Tapi bagaimana Hagia Sophia menjadi museum? Pada 12 Juni 1929, delapan orang Amerika yang kaya dan terkenal bertemu di Tokatliyan Hotel di Istiklal Street Istanbul. Institut Bizantium Amerika, yang mengubah nasib Hagia Sophia, didirikan saat makan malam di malam itu. Dalang sebenarnya adalah Thomas Whittemore, seorang sosialita dan akademisi dengan hasrat untuk seni Bizantium.

Whittemore memiliki jaringan sosial mulai dari kekayaan Amerika hingga pangeran Rusia, termasuk pelukis Henri Matisse dan kritikus sastra Gertrude Stein. Whittemore dikenal karena syal berukuran besar dan cintanya pada topi. Dia relijius, homo dan vegetarian.

Dunia sedang mengalami masa depresi besar, dan merupakan pencapaian besar bagi Whittemore untuk meyakinkan orang Amerika yang kaya untuk menyelamatkan artefak Bizantium di Istanbul. Prestasi yang lebih besar, dua tahun kemudian, adalah mendapatkan izin dari Ankara untuk mengungkap mosaik Bizantium yang diplester di Hagia Sophia.

Kabinet Turki mengeluarkan keputusan pada 7 Juni 1931 untuk pekerjaan tersebut, yang ditandatangani oleh Ataturk dan Inonu. Menurut arsip Institut Bizantium, Joseph Grew, yang saat itu adalah duta besar AS untuk Ankara, memainkan peran sentral dalam mendapatkan otorisasi. Grew dan Ataturk saling kenal dengan baik; dalam rekaman yang sekarang terkenal, mereka bersama-sama berbicara kepada publik Amerika pada tahun 1927 untuk menghadirkan “Turki baru”.

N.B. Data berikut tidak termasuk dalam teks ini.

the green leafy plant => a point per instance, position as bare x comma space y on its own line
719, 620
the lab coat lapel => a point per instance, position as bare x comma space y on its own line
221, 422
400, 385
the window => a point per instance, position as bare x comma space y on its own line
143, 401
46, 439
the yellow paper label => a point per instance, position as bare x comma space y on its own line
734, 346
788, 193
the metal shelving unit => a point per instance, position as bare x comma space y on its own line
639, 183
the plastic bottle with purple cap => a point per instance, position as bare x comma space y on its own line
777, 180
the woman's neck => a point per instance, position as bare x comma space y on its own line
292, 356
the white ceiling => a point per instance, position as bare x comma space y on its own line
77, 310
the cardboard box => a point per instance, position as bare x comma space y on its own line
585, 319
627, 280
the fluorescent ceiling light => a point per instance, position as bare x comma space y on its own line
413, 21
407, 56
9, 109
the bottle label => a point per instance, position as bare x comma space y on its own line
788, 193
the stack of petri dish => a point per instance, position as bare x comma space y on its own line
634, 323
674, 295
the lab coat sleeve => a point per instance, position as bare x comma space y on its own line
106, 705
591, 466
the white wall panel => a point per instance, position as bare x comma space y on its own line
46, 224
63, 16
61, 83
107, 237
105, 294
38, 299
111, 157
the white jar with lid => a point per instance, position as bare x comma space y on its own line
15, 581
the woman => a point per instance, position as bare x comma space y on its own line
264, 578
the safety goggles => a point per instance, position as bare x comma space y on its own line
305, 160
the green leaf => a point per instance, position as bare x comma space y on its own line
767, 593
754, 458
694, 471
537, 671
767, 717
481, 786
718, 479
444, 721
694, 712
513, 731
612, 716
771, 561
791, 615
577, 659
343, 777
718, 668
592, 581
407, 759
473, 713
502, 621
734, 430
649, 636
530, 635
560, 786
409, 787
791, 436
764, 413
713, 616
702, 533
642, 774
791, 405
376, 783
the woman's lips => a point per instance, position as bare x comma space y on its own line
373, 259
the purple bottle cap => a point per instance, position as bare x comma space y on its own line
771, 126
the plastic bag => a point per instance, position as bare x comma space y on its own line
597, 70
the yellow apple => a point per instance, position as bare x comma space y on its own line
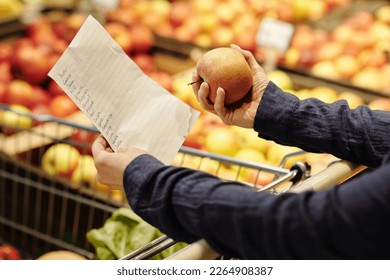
60, 159
222, 140
15, 119
281, 79
85, 172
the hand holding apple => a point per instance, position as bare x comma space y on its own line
244, 115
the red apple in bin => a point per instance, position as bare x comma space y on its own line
143, 39
3, 91
54, 89
6, 51
30, 63
163, 78
121, 34
20, 92
5, 71
62, 106
60, 159
144, 61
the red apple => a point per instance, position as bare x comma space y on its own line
143, 39
60, 159
41, 96
6, 51
163, 78
30, 63
54, 89
5, 71
144, 61
121, 34
3, 91
62, 106
20, 92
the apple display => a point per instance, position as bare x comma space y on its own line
15, 118
20, 92
222, 140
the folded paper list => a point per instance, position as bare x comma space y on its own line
126, 106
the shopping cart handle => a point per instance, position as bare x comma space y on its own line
334, 174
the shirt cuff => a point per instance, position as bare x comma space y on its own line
275, 113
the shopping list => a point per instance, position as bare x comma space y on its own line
125, 105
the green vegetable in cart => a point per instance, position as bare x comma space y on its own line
123, 233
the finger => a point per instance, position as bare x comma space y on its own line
203, 95
219, 104
196, 82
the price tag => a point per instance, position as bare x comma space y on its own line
274, 34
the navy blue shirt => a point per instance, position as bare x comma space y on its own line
351, 221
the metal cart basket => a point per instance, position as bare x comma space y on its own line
40, 212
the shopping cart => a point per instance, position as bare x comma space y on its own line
40, 212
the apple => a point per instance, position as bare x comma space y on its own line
30, 63
84, 139
143, 38
6, 51
347, 65
62, 106
5, 71
222, 140
222, 36
121, 34
41, 96
144, 61
325, 69
20, 92
179, 12
3, 91
60, 159
194, 138
250, 139
54, 89
210, 166
15, 119
281, 79
383, 14
85, 172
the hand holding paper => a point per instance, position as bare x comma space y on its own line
128, 108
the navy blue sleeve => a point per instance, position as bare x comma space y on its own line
345, 222
360, 135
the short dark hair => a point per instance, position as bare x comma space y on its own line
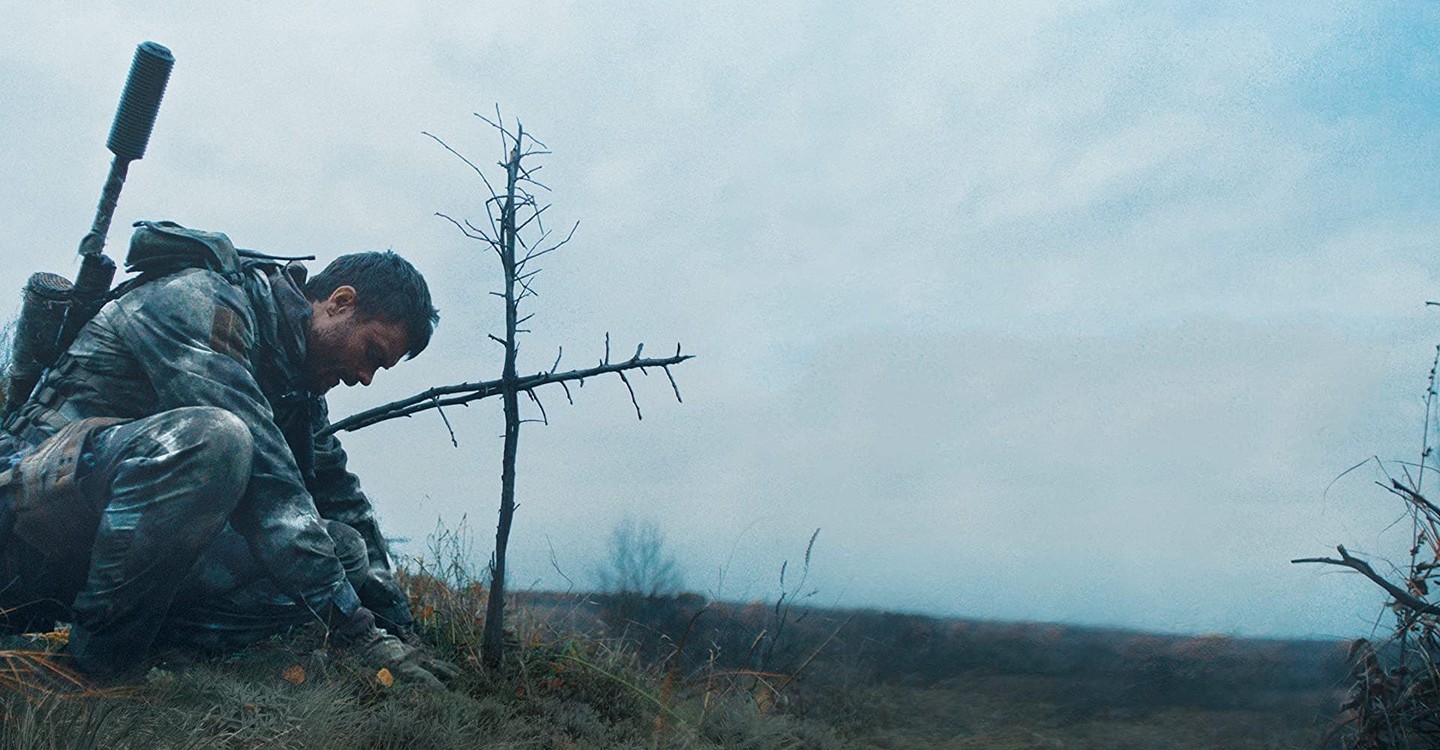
386, 287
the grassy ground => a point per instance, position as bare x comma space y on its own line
579, 678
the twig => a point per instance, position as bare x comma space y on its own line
1403, 598
484, 389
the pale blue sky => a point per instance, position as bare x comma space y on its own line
1040, 314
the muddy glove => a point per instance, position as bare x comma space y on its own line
406, 662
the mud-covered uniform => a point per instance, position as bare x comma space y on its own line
210, 503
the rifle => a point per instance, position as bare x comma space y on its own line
54, 308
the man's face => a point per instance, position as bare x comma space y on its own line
346, 347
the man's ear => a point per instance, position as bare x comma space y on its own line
340, 300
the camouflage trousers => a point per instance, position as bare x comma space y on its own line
121, 530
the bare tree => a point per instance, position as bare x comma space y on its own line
638, 563
514, 229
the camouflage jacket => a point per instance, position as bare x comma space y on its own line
195, 339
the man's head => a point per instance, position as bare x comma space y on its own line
370, 310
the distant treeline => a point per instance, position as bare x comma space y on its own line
916, 649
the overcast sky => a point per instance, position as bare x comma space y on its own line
1037, 314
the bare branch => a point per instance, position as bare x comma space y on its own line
437, 400
545, 418
462, 231
673, 386
1401, 596
632, 393
461, 393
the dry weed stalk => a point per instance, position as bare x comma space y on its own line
1394, 697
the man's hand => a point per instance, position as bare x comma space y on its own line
406, 662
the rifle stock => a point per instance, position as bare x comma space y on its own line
54, 310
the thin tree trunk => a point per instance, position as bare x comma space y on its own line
493, 639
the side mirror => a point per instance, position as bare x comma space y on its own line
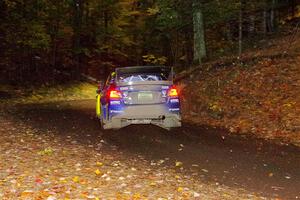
99, 87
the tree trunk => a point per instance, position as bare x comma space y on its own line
241, 28
78, 6
199, 38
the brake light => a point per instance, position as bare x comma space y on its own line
173, 92
115, 94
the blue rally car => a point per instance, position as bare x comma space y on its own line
139, 95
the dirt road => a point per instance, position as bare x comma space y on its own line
247, 168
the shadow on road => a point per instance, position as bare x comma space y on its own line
211, 155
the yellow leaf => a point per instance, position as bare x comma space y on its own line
98, 172
152, 184
75, 179
178, 164
136, 196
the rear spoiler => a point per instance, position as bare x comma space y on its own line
154, 69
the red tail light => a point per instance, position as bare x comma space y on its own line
173, 92
115, 94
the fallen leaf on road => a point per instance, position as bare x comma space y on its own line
98, 172
75, 179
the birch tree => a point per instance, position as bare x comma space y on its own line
199, 33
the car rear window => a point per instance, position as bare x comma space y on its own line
140, 74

Itu juga saat ketika mantan musuh, seperti mantan perdana menteri Yunani, Eleftherios Venizelos, semakin dekat ke Turki. Ankara dan Athena menandatangani perjanjian perdamaian dan kerja sama pada 1930 setelah Venizelos berkunjung ke Turki. Dia kemudian menominasikan Ataturk untuk Hadiah Nobel Perdamaian.

Turki ingin bergabung dengan PBB dalam upaya untuk menyeimbangkan hubungan luar negerinya melawan meningkatnya fasisme.

Keputusan rahasia

Izin Ankara untuk mengungkap mosaik disambut di Barat dengan gembar-gembor, tetapi orang-orang Turki tidak tahu. Keputusan itu diambil dalam kerahasiaan yang sedemikian rupa sehingga surat kabar Turki baru mengetahuinya dua bulan kemudian, berkat laporan New York Times.

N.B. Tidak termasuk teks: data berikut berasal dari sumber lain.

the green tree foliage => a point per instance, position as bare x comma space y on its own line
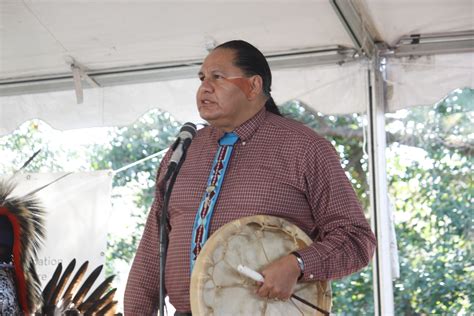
151, 134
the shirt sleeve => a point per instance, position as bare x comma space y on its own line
142, 290
344, 241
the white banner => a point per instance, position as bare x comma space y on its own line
77, 209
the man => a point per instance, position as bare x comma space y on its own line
277, 167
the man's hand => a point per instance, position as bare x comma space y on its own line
280, 278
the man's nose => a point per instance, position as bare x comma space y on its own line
206, 85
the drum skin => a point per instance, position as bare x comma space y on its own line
217, 288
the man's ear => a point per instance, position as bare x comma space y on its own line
256, 87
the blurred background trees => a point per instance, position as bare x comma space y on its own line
429, 169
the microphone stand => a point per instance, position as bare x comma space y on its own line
170, 179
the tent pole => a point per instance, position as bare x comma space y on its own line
382, 272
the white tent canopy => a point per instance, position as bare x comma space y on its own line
144, 54
338, 56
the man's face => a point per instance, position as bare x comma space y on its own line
222, 98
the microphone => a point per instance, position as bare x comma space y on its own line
185, 136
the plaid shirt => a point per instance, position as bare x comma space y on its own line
279, 167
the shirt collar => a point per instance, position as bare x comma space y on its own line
248, 128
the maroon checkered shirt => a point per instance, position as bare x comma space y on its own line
279, 167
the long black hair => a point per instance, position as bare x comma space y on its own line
252, 62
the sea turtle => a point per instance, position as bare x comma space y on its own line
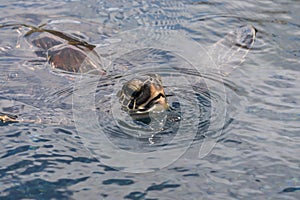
141, 95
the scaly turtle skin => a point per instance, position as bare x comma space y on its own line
139, 96
65, 52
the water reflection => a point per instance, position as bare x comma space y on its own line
256, 154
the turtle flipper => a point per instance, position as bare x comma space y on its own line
230, 52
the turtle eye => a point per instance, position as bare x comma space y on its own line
153, 101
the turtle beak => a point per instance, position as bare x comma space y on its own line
160, 104
158, 101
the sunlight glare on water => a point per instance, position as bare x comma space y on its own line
232, 137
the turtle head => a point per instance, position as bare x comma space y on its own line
142, 95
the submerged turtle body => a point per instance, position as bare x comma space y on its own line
142, 94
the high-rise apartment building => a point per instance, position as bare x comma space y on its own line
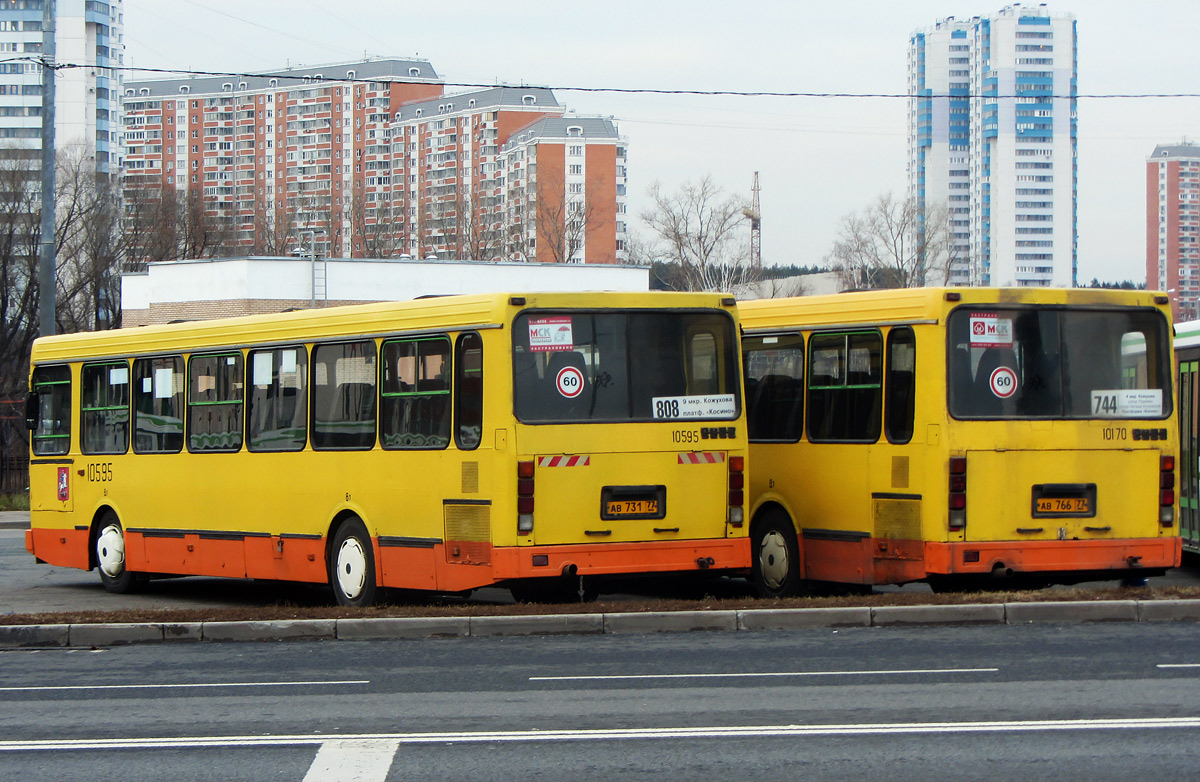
89, 35
993, 137
366, 158
1173, 226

Pada hari yang sama, surat kabar Turki memuat laporan tentang dua penerbang Amerika yang terbang dari New York ke Istanbul, dan surat yang dikirim oleh Ataturk kepada presiden AS. Ada komentar dari pejabat lokal terkait yang menggarisbawahi bahwa pekerjaan di mosaik tidak akan mengubah bangunan masjid.

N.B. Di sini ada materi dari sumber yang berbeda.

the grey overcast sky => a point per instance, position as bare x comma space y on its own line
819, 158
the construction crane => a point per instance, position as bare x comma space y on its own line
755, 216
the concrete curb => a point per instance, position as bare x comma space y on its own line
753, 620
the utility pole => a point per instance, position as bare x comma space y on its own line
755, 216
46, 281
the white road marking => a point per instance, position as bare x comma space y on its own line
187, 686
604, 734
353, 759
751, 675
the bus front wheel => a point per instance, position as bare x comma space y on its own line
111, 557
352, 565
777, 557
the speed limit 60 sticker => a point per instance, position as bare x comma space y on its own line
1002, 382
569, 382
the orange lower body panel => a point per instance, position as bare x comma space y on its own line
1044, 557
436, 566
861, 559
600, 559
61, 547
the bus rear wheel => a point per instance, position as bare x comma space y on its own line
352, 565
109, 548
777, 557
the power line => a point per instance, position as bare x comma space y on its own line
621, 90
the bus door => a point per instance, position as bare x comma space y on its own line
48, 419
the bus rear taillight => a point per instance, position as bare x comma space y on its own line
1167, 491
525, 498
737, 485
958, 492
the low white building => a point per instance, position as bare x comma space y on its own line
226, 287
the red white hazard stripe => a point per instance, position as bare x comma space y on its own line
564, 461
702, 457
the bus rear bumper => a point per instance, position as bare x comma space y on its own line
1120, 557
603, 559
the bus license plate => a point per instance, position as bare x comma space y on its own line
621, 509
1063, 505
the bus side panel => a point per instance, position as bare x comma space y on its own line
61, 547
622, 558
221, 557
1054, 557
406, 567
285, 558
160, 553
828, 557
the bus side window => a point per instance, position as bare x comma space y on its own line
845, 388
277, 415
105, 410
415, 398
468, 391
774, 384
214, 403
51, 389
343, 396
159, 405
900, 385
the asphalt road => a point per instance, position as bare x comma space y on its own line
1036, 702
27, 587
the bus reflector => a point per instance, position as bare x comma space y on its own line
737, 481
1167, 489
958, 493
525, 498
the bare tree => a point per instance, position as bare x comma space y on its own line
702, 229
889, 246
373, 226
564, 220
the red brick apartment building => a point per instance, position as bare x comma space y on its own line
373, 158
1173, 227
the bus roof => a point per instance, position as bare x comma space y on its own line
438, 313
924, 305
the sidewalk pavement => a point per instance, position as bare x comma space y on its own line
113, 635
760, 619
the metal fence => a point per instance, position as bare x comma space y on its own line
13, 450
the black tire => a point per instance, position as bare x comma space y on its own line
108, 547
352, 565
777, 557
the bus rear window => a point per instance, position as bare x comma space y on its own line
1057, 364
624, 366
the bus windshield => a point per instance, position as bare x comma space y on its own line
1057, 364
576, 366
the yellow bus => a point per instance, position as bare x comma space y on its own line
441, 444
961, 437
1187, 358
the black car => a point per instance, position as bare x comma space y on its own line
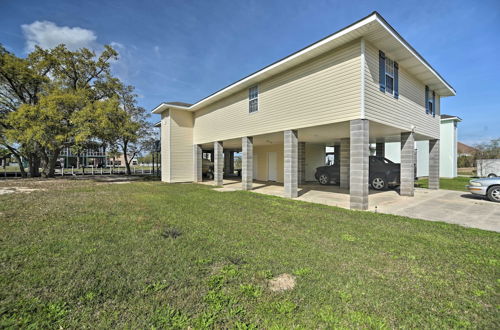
382, 173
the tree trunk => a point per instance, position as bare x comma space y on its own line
125, 157
51, 168
19, 161
34, 165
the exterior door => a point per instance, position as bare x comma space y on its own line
272, 166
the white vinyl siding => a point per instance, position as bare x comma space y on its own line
407, 110
177, 146
321, 91
253, 99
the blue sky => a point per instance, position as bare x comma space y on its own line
185, 50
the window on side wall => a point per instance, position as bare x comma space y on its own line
431, 103
253, 99
389, 76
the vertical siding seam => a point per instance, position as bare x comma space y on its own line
362, 87
170, 145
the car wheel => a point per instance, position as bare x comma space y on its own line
379, 183
324, 179
494, 194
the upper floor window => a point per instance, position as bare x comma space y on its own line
430, 101
253, 99
388, 75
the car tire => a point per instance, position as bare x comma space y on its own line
378, 183
494, 194
323, 179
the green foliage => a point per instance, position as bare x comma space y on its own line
60, 98
488, 150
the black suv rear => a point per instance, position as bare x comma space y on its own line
382, 173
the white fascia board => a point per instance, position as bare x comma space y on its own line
289, 58
303, 53
164, 106
417, 56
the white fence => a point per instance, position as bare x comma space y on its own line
90, 170
488, 167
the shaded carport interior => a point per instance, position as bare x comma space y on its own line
329, 135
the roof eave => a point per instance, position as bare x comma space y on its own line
165, 106
446, 88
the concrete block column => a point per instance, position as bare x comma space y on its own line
433, 164
345, 155
197, 163
291, 163
231, 162
227, 161
247, 163
301, 162
407, 187
218, 163
380, 149
359, 157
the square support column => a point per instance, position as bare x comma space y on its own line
359, 157
218, 163
344, 155
407, 187
247, 163
433, 164
291, 163
301, 162
197, 163
227, 162
380, 149
231, 162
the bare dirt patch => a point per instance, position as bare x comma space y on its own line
282, 282
11, 190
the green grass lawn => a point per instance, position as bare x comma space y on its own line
149, 254
457, 183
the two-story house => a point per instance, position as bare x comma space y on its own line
363, 84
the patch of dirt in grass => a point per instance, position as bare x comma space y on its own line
11, 190
282, 282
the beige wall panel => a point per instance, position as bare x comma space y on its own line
262, 161
165, 146
323, 90
315, 157
181, 125
403, 112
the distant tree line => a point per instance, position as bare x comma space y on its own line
57, 98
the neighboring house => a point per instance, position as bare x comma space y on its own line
465, 150
448, 152
97, 156
363, 84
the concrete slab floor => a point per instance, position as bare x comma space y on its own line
449, 206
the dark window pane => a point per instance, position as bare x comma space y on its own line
389, 84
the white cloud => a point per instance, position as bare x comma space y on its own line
47, 35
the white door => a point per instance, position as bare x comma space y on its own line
272, 166
255, 166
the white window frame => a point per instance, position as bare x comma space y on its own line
253, 98
390, 75
430, 103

Tahun pertama itu, Whittemore dan stafnya menemukan mosaik di aula. Tetapi masjid masih terbuka untuk sholat, dan berikutnya adalah masalah sebenarnya: bagaimana mereka mengungkap mosaik dengan ikon di dalam masjid?

Secara kebetulan, Ataturk mengundang Whittemore ke kongres bersejarah di Ankara. Dia disambut oleh putri angkat Ataturk, Zehra, yang kemudian meninggal setelah belajar di Inggris dengan melakukan bunuh diri atau “jatuh dari kereta” saat dalam perjalanan ke Prancis.

Ataturk bertemu Whittemore dalam pertemuan yang dipublikasikan, di mana dia mendengarkan sarjana Amerika tentang mosaik Bizantium dan mengambil sarannya untuk mengirim Zehra ke Inggris untuk pendidikan bahasa Inggris. Tetapi foto Ataturk dengan Whittemore tidak cukup untuk menaklukkan publik.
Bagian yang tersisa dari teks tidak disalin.